How to calculate the Chicago Police Pension in 2018
The Chicago Police Department (CPD) is facing an enormous pension deficit that will make it difficult to pay retirees, including a large portion of its $3.2 billion in pension liabilities.
In fact, the CPD has a $2.9 billion pension liability in 2018, with $1.6 billion of that going toward paying its workers.
The CPD will pay a $250 million bond payment to pay down its pension liabilities, but that payment is subject to approval by a state pension board.
It is important to note that the Cpd will be able to pay its workers even if its pension payments are not paid by 2019.
As long as the state’s pension system is in good shape, the state is expected to provide CPD with enough money to pay it for the remainder of the 2027 fiscal year.
However, the city’s pension plan is in dire straits, as it is expected that it will not be able pay all of its retirees in 2019.
The city’s $3,926 billion pension fund has $4.9 trillion in assets and $2,923 billion in liabilities, according to the Chicago Board of Education’s 2016 actuarial report.
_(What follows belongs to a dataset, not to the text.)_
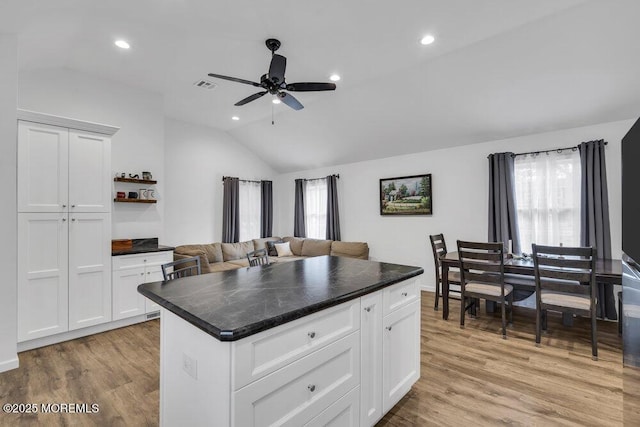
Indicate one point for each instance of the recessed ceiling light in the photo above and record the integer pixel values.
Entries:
(428, 39)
In the last three years, the pension fund’s assets have grown by $4 billion, while liabilities have grown in half that time.
The fund’s balance sheet has ballooned to $2 trillion, and is expected be around $3 trillion by the end of the decade.
In a letter to the state board, the Chicago Public Schools System said that it plans to borrow $1 billion for the 2019-20 fiscal year, with another $600 million to be used for 2018-19.
The school system said it plans “to maintain an adequate reserve fund of $2 billion to maintain its current operating balance and to invest the additional $1,000 billion in capital projects.”
However, as the pension liabilities grow, the financial impact of the shortfall on the city is likely to be larger.
According to the letter, the shortfall “could result in significant changes to the operating plans of the CPS and could result in a reduction in operating hours and potentially reduce the ability of the school system to continue to meet its current workforce needs.”
According to The New York Times, the Pension Benefit Guaranty Corp., a New York City-based financial advisory firm, expects the CPLD’s pension obligations to balloon to $3 billion by 2019, from $1 in 2019 and $1 by 2021.
This could cause the city to have to borrow money to cover the $3 bill.
While the Cpld’s pension payments will be less than the $2 bill, the bill could still be a significant financial burden for the city.
The city currently owes $3bn to the Creditors Protection Fund, and it is not clear how much the city could be able borrow to pay off the $1 bill.